Sometimes my fears honed my actual work into a fine point – my almost late papers taught me how to get an “A” even with limited time by using my (not-often-used) laser focus, my monologue got me admission into ten different theater departments. But then I kept shooting myself in the foot. I didn’t go into theater for fear of a lifetime of rejections. I don’t dance or sing anymore except in my own kitchen. I still write though, and I am trying for my youngest to show him that putting your creative work out there in the world is incredibly difficult, especially for him and for me, but that it really is the only way to be happy. It is the only way to be true to yourself, to be honest with who you are and what you bring to the world – putting your work out there for other people to see.

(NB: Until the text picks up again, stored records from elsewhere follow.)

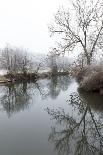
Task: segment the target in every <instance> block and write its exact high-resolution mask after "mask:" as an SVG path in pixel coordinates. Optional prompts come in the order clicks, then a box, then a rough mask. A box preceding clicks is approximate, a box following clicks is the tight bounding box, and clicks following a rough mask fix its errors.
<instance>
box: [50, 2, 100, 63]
mask: <svg viewBox="0 0 103 155" xmlns="http://www.w3.org/2000/svg"><path fill="white" fill-rule="evenodd" d="M49 29H50V32H51V35H53V34H58V35H59V38H60V39H59V43H58V45H59V46H58V47H57V51H58V53H65V52H66V51H73V50H74V48H78V47H79V49H80V50H81V51H83V52H84V55H85V58H86V62H87V65H90V63H91V60H92V58H93V54H94V52H95V51H99V50H102V48H103V1H102V0H89V1H88V0H75V1H74V0H72V1H71V3H70V5H68V8H65V9H64V8H62V9H59V10H58V12H57V13H56V14H55V20H54V22H53V23H52V24H51V25H50V26H49Z"/></svg>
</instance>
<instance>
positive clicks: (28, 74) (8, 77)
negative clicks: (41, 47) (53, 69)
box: [0, 72, 69, 83]
mask: <svg viewBox="0 0 103 155" xmlns="http://www.w3.org/2000/svg"><path fill="white" fill-rule="evenodd" d="M63 75H69V73H68V72H57V73H51V72H43V73H25V74H23V73H17V74H6V75H1V76H0V83H8V82H17V81H34V82H35V81H37V80H38V79H44V78H51V77H52V76H63Z"/></svg>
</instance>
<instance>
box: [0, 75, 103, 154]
mask: <svg viewBox="0 0 103 155" xmlns="http://www.w3.org/2000/svg"><path fill="white" fill-rule="evenodd" d="M102 145H103V96H100V95H98V94H96V93H95V94H91V93H89V94H88V93H84V92H82V91H80V90H78V84H77V83H76V82H75V80H72V79H69V77H67V76H64V77H55V78H52V79H45V80H39V81H37V82H36V83H17V84H12V85H11V84H8V85H5V86H0V155H58V154H59V155H60V154H61V155H100V154H101V155H102V154H103V146H102Z"/></svg>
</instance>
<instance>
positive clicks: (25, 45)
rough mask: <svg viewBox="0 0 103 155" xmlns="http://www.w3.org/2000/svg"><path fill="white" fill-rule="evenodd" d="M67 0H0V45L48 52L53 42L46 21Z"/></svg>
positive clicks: (54, 12)
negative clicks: (48, 50)
mask: <svg viewBox="0 0 103 155" xmlns="http://www.w3.org/2000/svg"><path fill="white" fill-rule="evenodd" d="M66 3H67V1H66V0H51V1H48V0H38V1H36V0H9V1H8V0H3V1H0V48H2V47H4V46H5V45H6V44H10V45H12V46H19V47H23V48H27V49H29V50H30V51H32V52H35V53H47V52H48V50H49V48H50V47H51V46H52V45H53V43H54V41H53V38H50V36H49V35H50V34H49V32H48V24H49V23H50V22H51V21H52V19H53V14H54V13H55V12H56V11H57V9H58V8H59V6H61V5H66Z"/></svg>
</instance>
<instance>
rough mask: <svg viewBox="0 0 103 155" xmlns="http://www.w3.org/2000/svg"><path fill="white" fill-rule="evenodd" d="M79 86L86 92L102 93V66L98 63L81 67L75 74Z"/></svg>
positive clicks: (102, 69)
mask: <svg viewBox="0 0 103 155" xmlns="http://www.w3.org/2000/svg"><path fill="white" fill-rule="evenodd" d="M76 79H77V81H78V83H79V88H80V89H83V90H84V91H87V92H99V93H100V94H102V95H103V68H102V66H100V65H96V66H89V67H86V68H83V69H82V70H80V71H79V72H78V74H77V75H76Z"/></svg>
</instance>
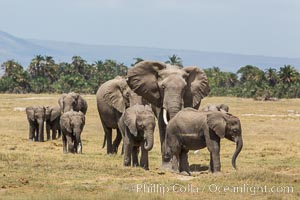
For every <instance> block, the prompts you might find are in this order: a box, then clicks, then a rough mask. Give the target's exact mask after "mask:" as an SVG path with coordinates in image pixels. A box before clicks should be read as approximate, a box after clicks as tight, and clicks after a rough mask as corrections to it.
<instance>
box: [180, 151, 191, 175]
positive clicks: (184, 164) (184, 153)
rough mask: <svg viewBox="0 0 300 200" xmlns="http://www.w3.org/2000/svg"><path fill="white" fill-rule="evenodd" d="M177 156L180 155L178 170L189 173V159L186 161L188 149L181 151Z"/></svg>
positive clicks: (189, 167)
mask: <svg viewBox="0 0 300 200" xmlns="http://www.w3.org/2000/svg"><path fill="white" fill-rule="evenodd" d="M179 157H180V161H179V171H180V172H183V171H185V172H186V173H188V174H189V175H191V173H190V166H189V161H188V151H181V153H180V156H179Z"/></svg>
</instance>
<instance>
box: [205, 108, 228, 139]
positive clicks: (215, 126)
mask: <svg viewBox="0 0 300 200" xmlns="http://www.w3.org/2000/svg"><path fill="white" fill-rule="evenodd" d="M207 124H208V127H209V128H210V129H211V130H213V131H214V132H215V133H216V134H217V135H218V136H219V137H220V138H224V136H225V129H226V119H225V114H224V113H222V112H211V113H209V114H208V115H207Z"/></svg>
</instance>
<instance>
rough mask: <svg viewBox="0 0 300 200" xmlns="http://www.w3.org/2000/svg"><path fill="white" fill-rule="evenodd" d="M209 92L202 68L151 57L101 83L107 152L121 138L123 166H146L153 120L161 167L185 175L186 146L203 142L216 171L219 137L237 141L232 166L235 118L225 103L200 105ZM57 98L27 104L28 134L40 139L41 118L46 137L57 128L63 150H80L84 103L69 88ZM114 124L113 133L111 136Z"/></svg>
mask: <svg viewBox="0 0 300 200" xmlns="http://www.w3.org/2000/svg"><path fill="white" fill-rule="evenodd" d="M209 91H210V88H209V83H208V79H207V76H206V74H205V72H204V71H203V70H202V69H200V68H198V67H183V68H179V67H177V66H174V65H169V64H165V63H162V62H156V61H142V62H140V63H138V64H136V65H135V66H133V67H132V68H130V69H129V70H128V73H127V76H126V77H119V76H118V77H116V78H114V79H112V80H109V81H107V82H105V83H103V84H102V85H101V86H100V87H99V89H98V91H97V94H96V102H97V109H98V113H99V117H100V121H101V123H102V127H103V129H104V142H103V147H104V146H105V145H107V154H113V153H117V151H118V147H119V145H120V143H121V141H122V139H123V146H122V154H124V165H125V166H130V165H132V166H141V167H142V168H144V169H146V170H147V169H149V160H148V152H149V151H150V150H151V149H152V148H153V144H154V129H155V126H156V122H155V119H157V125H158V129H159V136H160V137H159V138H160V148H161V159H162V167H163V168H171V169H172V170H174V171H177V172H182V171H185V172H187V173H188V174H190V170H189V163H188V152H189V150H199V149H202V148H205V147H207V149H208V151H209V152H210V171H211V172H212V173H215V172H220V170H221V163H220V139H221V138H224V137H225V138H227V139H228V140H230V141H233V142H235V143H236V150H235V152H234V154H233V157H232V165H233V167H234V168H236V158H237V156H238V155H239V153H240V152H241V150H242V147H243V139H242V134H241V133H242V130H241V123H240V120H239V119H238V118H237V117H235V116H233V115H232V114H230V113H229V112H228V111H229V107H228V106H227V105H225V104H218V105H214V104H209V105H207V106H205V107H204V108H202V109H201V110H199V107H200V104H201V100H202V99H203V98H204V97H205V96H207V95H208V94H209ZM58 103H59V106H56V107H28V108H26V112H27V118H28V121H29V127H30V130H29V139H31V140H35V141H43V133H42V130H43V122H44V121H46V127H47V139H50V129H52V132H53V134H52V139H55V138H56V131H58V133H59V135H60V133H61V132H62V140H63V151H64V153H66V152H68V151H69V152H77V153H81V152H82V143H81V139H80V134H81V132H82V129H83V127H84V124H85V114H86V112H87V103H86V101H85V100H84V99H83V98H82V97H81V96H80V95H79V94H77V93H73V92H71V93H68V94H63V95H62V96H61V97H60V99H59V100H58ZM113 129H116V133H117V134H116V138H115V139H114V140H113V138H112V130H113ZM34 133H36V135H35V134H34ZM67 144H68V150H67V148H66V146H67ZM139 151H141V157H140V159H138V153H139ZM139 160H140V161H139Z"/></svg>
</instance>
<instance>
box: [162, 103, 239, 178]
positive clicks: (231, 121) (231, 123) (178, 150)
mask: <svg viewBox="0 0 300 200" xmlns="http://www.w3.org/2000/svg"><path fill="white" fill-rule="evenodd" d="M224 137H225V138H226V139H228V140H230V141H233V142H235V143H236V149H235V152H234V154H233V156H232V166H233V167H234V168H236V158H237V156H238V155H239V153H240V152H241V150H242V148H243V139H242V128H241V123H240V120H239V119H238V118H237V117H235V116H233V115H231V114H229V113H226V112H223V111H211V112H203V111H198V110H195V109H193V108H185V109H183V110H181V111H180V112H178V113H177V115H176V116H175V117H174V118H173V119H171V120H170V123H169V124H168V127H167V133H166V141H167V142H166V147H165V149H166V151H167V154H169V155H171V156H172V169H173V170H175V171H178V170H179V172H182V171H185V172H187V173H188V174H190V170H189V163H188V152H189V150H198V149H203V148H205V147H207V148H208V151H209V152H210V170H211V172H212V173H215V172H220V171H221V162H220V140H221V139H222V138H224Z"/></svg>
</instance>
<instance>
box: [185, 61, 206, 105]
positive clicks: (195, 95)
mask: <svg viewBox="0 0 300 200" xmlns="http://www.w3.org/2000/svg"><path fill="white" fill-rule="evenodd" d="M183 70H184V71H185V72H186V73H188V77H187V78H186V82H187V89H186V91H185V94H184V98H183V99H184V107H193V108H196V109H198V108H199V106H200V103H201V100H202V99H203V98H204V97H206V96H207V95H208V93H209V91H210V88H209V84H208V79H207V76H206V74H205V72H204V71H203V70H202V69H200V68H199V67H194V66H192V67H184V68H183Z"/></svg>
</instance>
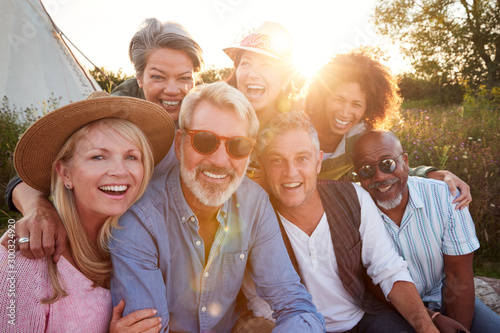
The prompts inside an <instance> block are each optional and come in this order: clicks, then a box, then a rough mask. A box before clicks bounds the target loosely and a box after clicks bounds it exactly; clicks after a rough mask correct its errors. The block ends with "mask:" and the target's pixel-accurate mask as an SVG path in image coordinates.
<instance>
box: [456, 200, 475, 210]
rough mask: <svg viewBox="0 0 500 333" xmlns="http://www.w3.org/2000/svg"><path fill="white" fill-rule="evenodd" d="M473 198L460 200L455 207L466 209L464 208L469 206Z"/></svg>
mask: <svg viewBox="0 0 500 333" xmlns="http://www.w3.org/2000/svg"><path fill="white" fill-rule="evenodd" d="M471 201H472V200H471V199H467V198H466V199H464V200H462V201H460V202H459V203H458V204H457V205H456V206H455V209H460V210H462V209H464V208H467V206H469V204H470V203H471Z"/></svg>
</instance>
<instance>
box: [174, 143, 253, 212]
mask: <svg viewBox="0 0 500 333" xmlns="http://www.w3.org/2000/svg"><path fill="white" fill-rule="evenodd" d="M180 155H181V160H180V165H179V168H180V174H181V178H182V180H183V181H184V184H186V186H187V188H188V189H189V190H190V191H191V192H192V193H193V195H194V196H195V197H196V199H198V201H200V202H201V203H202V204H203V205H205V206H209V207H220V206H222V205H223V204H224V203H225V202H226V201H228V200H229V198H230V197H231V196H232V195H233V194H234V192H236V190H237V189H238V187H239V186H240V184H241V182H242V181H243V178H244V177H245V174H243V175H242V176H238V175H237V174H236V172H233V174H231V173H228V176H229V177H231V178H232V179H231V181H230V182H229V184H228V185H227V187H226V188H223V186H220V185H217V184H213V185H208V186H204V185H203V184H202V183H201V182H200V181H199V180H198V179H197V173H198V171H199V170H201V169H203V167H202V166H200V165H197V166H196V167H195V169H194V170H192V171H189V170H187V169H186V168H185V167H184V165H185V163H184V151H183V149H181V151H180ZM248 162H250V159H248V161H247V167H248ZM245 170H246V167H245ZM199 172H201V171H199Z"/></svg>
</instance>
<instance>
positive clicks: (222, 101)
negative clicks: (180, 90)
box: [179, 81, 259, 138]
mask: <svg viewBox="0 0 500 333" xmlns="http://www.w3.org/2000/svg"><path fill="white" fill-rule="evenodd" d="M201 101H207V102H209V103H211V104H213V105H214V106H217V107H220V108H230V109H232V110H233V111H234V113H236V115H237V117H238V118H239V119H240V120H242V121H248V136H250V137H252V138H255V137H256V136H257V132H258V131H259V120H258V118H257V115H256V114H255V111H254V109H253V108H252V104H250V102H249V101H248V100H247V99H246V97H245V95H243V93H242V92H241V91H239V90H238V89H236V88H233V87H231V86H230V85H228V84H227V83H226V82H223V81H220V82H215V83H209V84H202V85H200V86H197V87H195V88H194V89H193V90H191V92H190V93H189V94H187V95H186V97H184V99H183V100H182V105H181V111H180V113H179V129H181V130H183V129H184V128H186V127H187V128H189V127H190V126H191V122H192V121H193V112H194V109H195V108H196V106H197V105H198V104H199V103H200V102H201Z"/></svg>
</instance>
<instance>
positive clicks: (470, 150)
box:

The beauty of living in a land with twelve kinds of cupcake is that you haven’t put all your hopes and dreams into just one cupcake. When you make just one, you are scared of your aunt who doesn’t care for chocolate, worried about the cousin who is allergic to nuts, terrified that another cousin will think it is too boring or that your grandpa with think it too crazy or that your grandma will say she likes it even if she really doesn’t. When you have twelve different kinds of cupcakes, twelve experiments of flavor and texture and color it is okay that the jelly beans fell out of the bottom of one but left a delicate delicious flavor. It is okay that the peanut butter banana was too dense, it’s a great surprise that lemon and banana together is light and airy. It is more than okay to make a classic chocolate cupcake perfectly simple and beautiful decorated.
I am trying to take my own lesson from this. Right now I am grateful I am letting myself send so many cupcakes into the world, because I am less worried about each one being perfect.
I have, out there in submission-land and in no particular order…
- A very short piece about school shooting fears
- A very long piece about a hurricane evacuation while I taught high school
- A medium piece about being mistreated as a patient with chronic illness
- A rewrite of a blog piece about speech delays, open heart surgery and one-syllable words
- A rejected piece about science fairs and art that turned into a blog post
- An accepted piece about baby food, insecurity and watermelon
Eventually, in the sixth hour of his family party, our youngest let other people try out his cupcakes, once the big cake had been served, once the numbers of guests dwindled and he felt happy and content and comfortable with sharing his creativity. I think it went well, and I hope both he and I remember that while sharing can be scary, there are tricks to make it less so. And, ultimately, even if you are temporarily paralyzed with fear, moving forward anyways is worth it.